Background & aims: Histamine in the stomach traditionally is considered to regulate acid secretion but also has been reported to participate in macrophage differentiation, which plays an important role in tissue homeostasis. Therefore, this study aimed to uncover the precise role of histamine in mediating macrophage differentiation and in maintaining stomach homeostasis.
Methods: Here, we expand on this role using histidine decarboxylase knockout (Hdc-/-) mice with hypertrophic gastropathy. In-depth in vivo studies were performed in Hdc-/- mice, germ-free Hdc-/- mice, and bone-marrow-transplanted Hdc-/- mice. The stomach macrophage populations and function were characterized by flow cytometry. To identify stomach macrophages and find the new macrophage population, we performed single-cell RNA sequencing analysis on Hdc+/+ and Hdc-/- stomach tissues.

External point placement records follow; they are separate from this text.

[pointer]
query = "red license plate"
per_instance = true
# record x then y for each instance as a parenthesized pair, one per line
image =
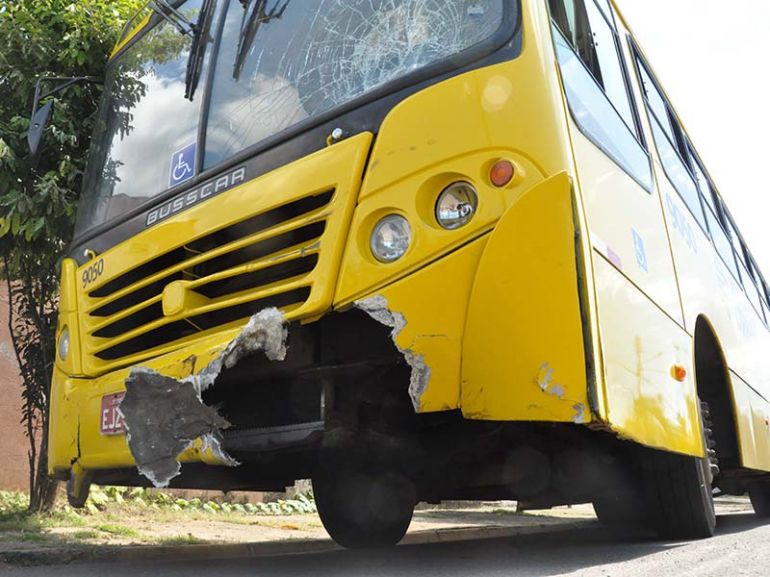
(112, 421)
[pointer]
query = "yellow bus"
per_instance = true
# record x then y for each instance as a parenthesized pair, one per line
(415, 250)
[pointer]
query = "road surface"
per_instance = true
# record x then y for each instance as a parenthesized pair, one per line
(739, 549)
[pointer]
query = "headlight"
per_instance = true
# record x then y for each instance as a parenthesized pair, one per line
(64, 344)
(456, 205)
(391, 238)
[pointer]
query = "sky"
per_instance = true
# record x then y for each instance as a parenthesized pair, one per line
(711, 57)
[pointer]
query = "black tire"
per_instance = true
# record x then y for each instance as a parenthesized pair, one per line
(679, 490)
(620, 512)
(759, 494)
(78, 489)
(361, 510)
(620, 506)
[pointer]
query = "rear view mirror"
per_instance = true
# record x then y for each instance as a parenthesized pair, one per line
(37, 126)
(42, 114)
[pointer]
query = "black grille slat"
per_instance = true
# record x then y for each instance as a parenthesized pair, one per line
(180, 329)
(261, 222)
(295, 254)
(141, 272)
(259, 250)
(134, 321)
(139, 295)
(259, 278)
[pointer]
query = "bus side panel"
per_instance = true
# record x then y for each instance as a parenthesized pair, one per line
(709, 289)
(752, 420)
(523, 351)
(640, 347)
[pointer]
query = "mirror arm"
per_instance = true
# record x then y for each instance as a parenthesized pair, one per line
(67, 82)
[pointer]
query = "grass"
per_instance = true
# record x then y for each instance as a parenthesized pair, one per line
(119, 530)
(115, 515)
(188, 539)
(86, 535)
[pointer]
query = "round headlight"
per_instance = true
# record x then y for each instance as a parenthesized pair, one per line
(391, 238)
(64, 344)
(456, 205)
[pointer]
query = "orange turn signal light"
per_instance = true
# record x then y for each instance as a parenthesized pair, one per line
(502, 173)
(679, 373)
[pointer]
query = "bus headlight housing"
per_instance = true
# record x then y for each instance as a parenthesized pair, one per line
(456, 205)
(391, 238)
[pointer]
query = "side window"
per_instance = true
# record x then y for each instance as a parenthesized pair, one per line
(592, 35)
(722, 243)
(737, 245)
(668, 139)
(754, 288)
(596, 83)
(703, 183)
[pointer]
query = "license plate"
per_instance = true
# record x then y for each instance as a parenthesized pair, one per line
(112, 421)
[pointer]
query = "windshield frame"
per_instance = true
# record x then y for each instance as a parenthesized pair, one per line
(478, 55)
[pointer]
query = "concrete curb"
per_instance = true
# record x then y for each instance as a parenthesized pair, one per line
(135, 553)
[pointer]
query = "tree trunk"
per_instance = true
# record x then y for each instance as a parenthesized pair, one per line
(43, 489)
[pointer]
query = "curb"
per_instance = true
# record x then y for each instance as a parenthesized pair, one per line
(135, 553)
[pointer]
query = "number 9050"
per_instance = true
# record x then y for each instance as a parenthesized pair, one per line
(93, 272)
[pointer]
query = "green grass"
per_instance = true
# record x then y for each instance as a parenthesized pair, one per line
(118, 530)
(86, 534)
(181, 540)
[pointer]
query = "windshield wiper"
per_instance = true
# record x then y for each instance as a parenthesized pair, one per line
(173, 17)
(255, 14)
(201, 39)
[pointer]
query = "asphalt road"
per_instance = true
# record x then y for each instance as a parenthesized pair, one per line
(739, 549)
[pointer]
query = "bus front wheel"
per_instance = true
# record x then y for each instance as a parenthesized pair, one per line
(363, 510)
(759, 494)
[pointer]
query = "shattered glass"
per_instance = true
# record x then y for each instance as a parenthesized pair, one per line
(310, 58)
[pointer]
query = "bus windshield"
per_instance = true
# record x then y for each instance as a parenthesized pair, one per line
(279, 63)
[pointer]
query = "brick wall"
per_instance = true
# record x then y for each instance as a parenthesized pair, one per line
(13, 443)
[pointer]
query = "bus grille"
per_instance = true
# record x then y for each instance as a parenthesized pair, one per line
(265, 260)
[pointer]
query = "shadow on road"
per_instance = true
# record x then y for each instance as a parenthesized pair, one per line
(544, 555)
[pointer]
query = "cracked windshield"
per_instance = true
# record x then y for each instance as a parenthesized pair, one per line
(373, 288)
(279, 64)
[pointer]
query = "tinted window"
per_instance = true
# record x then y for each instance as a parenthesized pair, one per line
(655, 102)
(721, 242)
(596, 116)
(592, 36)
(703, 183)
(677, 173)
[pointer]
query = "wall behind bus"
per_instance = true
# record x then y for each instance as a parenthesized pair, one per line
(13, 443)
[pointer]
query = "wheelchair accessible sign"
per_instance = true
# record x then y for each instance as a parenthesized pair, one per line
(182, 165)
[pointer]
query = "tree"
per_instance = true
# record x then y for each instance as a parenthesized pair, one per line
(38, 199)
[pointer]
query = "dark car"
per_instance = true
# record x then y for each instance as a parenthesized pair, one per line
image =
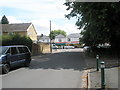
(12, 56)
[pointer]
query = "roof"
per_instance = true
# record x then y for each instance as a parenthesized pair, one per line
(15, 27)
(60, 36)
(74, 35)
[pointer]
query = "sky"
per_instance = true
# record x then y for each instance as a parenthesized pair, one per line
(39, 13)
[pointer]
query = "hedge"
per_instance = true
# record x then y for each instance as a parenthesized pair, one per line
(16, 39)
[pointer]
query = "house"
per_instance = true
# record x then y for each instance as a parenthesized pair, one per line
(60, 38)
(73, 38)
(70, 39)
(43, 38)
(21, 29)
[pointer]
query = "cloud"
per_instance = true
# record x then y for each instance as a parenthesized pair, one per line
(40, 12)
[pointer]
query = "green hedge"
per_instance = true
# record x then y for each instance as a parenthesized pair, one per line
(16, 40)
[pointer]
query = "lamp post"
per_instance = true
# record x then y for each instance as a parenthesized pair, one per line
(97, 60)
(50, 38)
(102, 75)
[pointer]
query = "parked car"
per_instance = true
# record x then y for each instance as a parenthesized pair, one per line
(12, 56)
(69, 47)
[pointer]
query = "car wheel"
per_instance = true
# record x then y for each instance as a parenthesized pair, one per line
(27, 63)
(6, 68)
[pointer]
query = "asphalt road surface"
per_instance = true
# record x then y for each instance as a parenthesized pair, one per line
(58, 70)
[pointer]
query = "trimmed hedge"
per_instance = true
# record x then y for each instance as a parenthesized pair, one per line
(16, 39)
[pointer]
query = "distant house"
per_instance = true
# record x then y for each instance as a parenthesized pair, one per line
(60, 38)
(21, 29)
(70, 39)
(44, 39)
(73, 38)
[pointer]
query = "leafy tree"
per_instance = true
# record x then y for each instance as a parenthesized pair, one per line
(4, 20)
(100, 21)
(16, 39)
(56, 32)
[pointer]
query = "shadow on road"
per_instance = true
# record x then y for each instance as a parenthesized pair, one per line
(64, 60)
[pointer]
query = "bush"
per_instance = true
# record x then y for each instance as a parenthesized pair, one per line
(16, 40)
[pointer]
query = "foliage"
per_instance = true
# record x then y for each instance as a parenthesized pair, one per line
(56, 32)
(4, 20)
(100, 22)
(16, 40)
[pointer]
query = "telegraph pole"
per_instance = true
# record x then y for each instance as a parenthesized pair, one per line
(50, 38)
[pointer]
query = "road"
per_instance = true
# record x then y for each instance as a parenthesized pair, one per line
(57, 70)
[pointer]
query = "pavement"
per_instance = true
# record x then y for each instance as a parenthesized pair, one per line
(111, 78)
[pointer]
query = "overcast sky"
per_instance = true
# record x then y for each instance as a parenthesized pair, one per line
(39, 12)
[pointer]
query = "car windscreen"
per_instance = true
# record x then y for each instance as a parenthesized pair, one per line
(3, 50)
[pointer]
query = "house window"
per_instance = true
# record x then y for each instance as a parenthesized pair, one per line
(69, 39)
(60, 40)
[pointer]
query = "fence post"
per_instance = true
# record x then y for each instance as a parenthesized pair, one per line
(102, 75)
(97, 60)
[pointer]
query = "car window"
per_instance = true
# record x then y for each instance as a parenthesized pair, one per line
(21, 49)
(14, 50)
(25, 49)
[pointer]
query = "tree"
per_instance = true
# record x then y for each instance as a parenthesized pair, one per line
(100, 22)
(4, 20)
(16, 39)
(56, 32)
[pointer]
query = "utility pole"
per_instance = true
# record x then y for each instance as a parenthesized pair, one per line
(50, 38)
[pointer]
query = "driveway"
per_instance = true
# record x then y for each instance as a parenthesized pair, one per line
(57, 70)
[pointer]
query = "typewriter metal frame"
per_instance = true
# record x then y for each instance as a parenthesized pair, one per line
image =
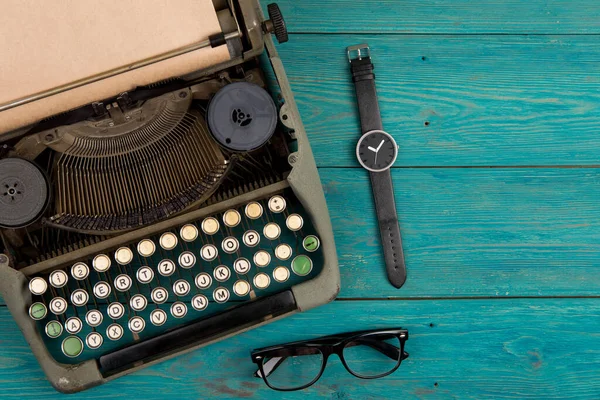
(303, 180)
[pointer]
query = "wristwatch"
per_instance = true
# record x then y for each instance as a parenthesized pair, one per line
(376, 152)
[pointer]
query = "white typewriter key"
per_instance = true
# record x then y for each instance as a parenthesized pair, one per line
(178, 309)
(80, 271)
(58, 305)
(145, 275)
(38, 286)
(231, 218)
(166, 267)
(262, 258)
(114, 331)
(181, 287)
(102, 290)
(241, 265)
(222, 273)
(199, 302)
(158, 317)
(123, 283)
(146, 248)
(79, 297)
(281, 274)
(203, 280)
(241, 288)
(168, 241)
(283, 251)
(101, 263)
(251, 238)
(210, 226)
(58, 278)
(138, 302)
(208, 252)
(159, 295)
(262, 280)
(253, 210)
(136, 324)
(221, 295)
(272, 231)
(94, 318)
(276, 204)
(187, 259)
(294, 222)
(123, 255)
(94, 340)
(188, 232)
(230, 245)
(73, 325)
(116, 310)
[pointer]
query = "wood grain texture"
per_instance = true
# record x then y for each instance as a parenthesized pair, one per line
(442, 16)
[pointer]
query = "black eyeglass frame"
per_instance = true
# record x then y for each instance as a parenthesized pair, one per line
(328, 345)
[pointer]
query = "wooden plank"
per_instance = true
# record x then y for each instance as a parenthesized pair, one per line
(441, 16)
(460, 349)
(455, 100)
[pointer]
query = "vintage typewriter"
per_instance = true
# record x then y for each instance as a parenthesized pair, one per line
(145, 224)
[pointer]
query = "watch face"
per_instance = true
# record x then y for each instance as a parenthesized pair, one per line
(376, 151)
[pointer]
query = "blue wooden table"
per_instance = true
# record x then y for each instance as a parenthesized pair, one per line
(496, 107)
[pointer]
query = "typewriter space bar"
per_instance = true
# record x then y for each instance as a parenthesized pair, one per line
(197, 332)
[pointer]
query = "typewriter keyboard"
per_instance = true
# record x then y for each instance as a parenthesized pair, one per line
(163, 281)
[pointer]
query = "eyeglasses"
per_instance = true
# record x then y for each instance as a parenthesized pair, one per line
(365, 354)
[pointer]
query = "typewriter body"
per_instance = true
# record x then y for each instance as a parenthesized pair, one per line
(164, 218)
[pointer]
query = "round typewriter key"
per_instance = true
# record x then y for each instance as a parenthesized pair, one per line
(123, 283)
(101, 263)
(262, 258)
(221, 295)
(94, 318)
(166, 267)
(199, 302)
(210, 226)
(158, 317)
(80, 271)
(114, 331)
(138, 302)
(58, 305)
(58, 278)
(253, 210)
(94, 340)
(53, 329)
(187, 259)
(276, 204)
(38, 286)
(294, 222)
(188, 232)
(73, 325)
(72, 346)
(262, 280)
(116, 310)
(123, 255)
(144, 275)
(37, 311)
(178, 309)
(241, 288)
(281, 274)
(168, 241)
(203, 280)
(283, 251)
(136, 324)
(102, 290)
(79, 297)
(271, 231)
(146, 248)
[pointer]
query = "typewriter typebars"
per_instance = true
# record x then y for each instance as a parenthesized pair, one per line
(170, 217)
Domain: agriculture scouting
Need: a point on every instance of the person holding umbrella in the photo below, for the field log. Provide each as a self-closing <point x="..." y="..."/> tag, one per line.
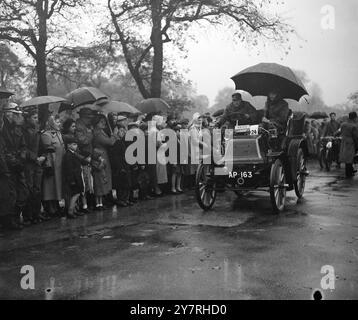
<point x="54" y="148"/>
<point x="276" y="111"/>
<point x="84" y="137"/>
<point x="238" y="106"/>
<point x="33" y="165"/>
<point x="14" y="148"/>
<point x="101" y="143"/>
<point x="4" y="170"/>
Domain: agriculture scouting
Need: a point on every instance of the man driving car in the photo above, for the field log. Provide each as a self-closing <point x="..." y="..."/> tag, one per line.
<point x="276" y="111"/>
<point x="237" y="107"/>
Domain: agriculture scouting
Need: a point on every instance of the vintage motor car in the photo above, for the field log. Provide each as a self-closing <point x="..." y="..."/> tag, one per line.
<point x="257" y="158"/>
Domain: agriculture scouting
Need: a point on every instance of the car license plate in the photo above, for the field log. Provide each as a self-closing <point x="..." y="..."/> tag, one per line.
<point x="242" y="175"/>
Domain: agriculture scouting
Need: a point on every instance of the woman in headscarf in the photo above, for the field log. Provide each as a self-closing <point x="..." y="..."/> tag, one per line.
<point x="102" y="173"/>
<point x="53" y="146"/>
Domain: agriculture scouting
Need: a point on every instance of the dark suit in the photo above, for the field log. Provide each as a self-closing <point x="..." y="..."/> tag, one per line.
<point x="33" y="171"/>
<point x="278" y="111"/>
<point x="72" y="174"/>
<point x="349" y="131"/>
<point x="14" y="148"/>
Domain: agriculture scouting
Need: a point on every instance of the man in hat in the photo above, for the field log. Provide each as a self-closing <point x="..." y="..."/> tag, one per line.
<point x="84" y="136"/>
<point x="238" y="106"/>
<point x="84" y="131"/>
<point x="4" y="171"/>
<point x="33" y="166"/>
<point x="330" y="130"/>
<point x="122" y="121"/>
<point x="14" y="148"/>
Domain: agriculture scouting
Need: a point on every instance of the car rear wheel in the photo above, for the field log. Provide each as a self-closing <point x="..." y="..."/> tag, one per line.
<point x="300" y="183"/>
<point x="278" y="186"/>
<point x="205" y="188"/>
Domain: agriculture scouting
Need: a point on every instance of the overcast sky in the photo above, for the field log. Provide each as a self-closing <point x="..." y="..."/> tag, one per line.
<point x="330" y="57"/>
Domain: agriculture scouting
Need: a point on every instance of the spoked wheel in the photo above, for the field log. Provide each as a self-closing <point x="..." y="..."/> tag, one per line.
<point x="300" y="184"/>
<point x="205" y="188"/>
<point x="278" y="186"/>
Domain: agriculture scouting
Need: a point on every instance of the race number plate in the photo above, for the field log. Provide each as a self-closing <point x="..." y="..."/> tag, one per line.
<point x="242" y="175"/>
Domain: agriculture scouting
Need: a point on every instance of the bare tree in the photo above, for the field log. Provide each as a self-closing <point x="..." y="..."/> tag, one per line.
<point x="27" y="22"/>
<point x="169" y="21"/>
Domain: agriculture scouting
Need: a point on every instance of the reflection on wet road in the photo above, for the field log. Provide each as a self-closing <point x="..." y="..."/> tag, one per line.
<point x="170" y="249"/>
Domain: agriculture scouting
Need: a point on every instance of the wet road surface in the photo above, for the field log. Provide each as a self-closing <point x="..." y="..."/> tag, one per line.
<point x="170" y="249"/>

Results: Single-cell RNA sequencing and flow cytometry of the stomach cells of Hdc-/- mice showed alterations in the ratios of 3 distinct tissue macrophage populations (F4/80+Il1bhigh, F4/80+CD93+, and F4/80-MHC class IIhighCD74high). Tissue macrophages of the stomachs of Hdc-/- mice showed impaired phagocytic activity, increasing the bacterial burden of the stomach and attenuating hypertrophic gastropathy in germ-free Hdc-/- mice. The transplantation of bone marrow cells of Hdc+/+ mice to Hdc-/- mice recovered the normal differentiation of stomach macrophages and relieved the hypertrophic gastropathy of Hdc-/- mice.
Conclusions: This study showed the importance of histamine signaling in tissue macrophage differentiation and maintenance of gastric homeostasis through the suppression of bacterial overgrowth in the stomach.
Keywords: Histidine Decarboxylase; Hypertrophic Gastropathy; Macrophage; Stomach.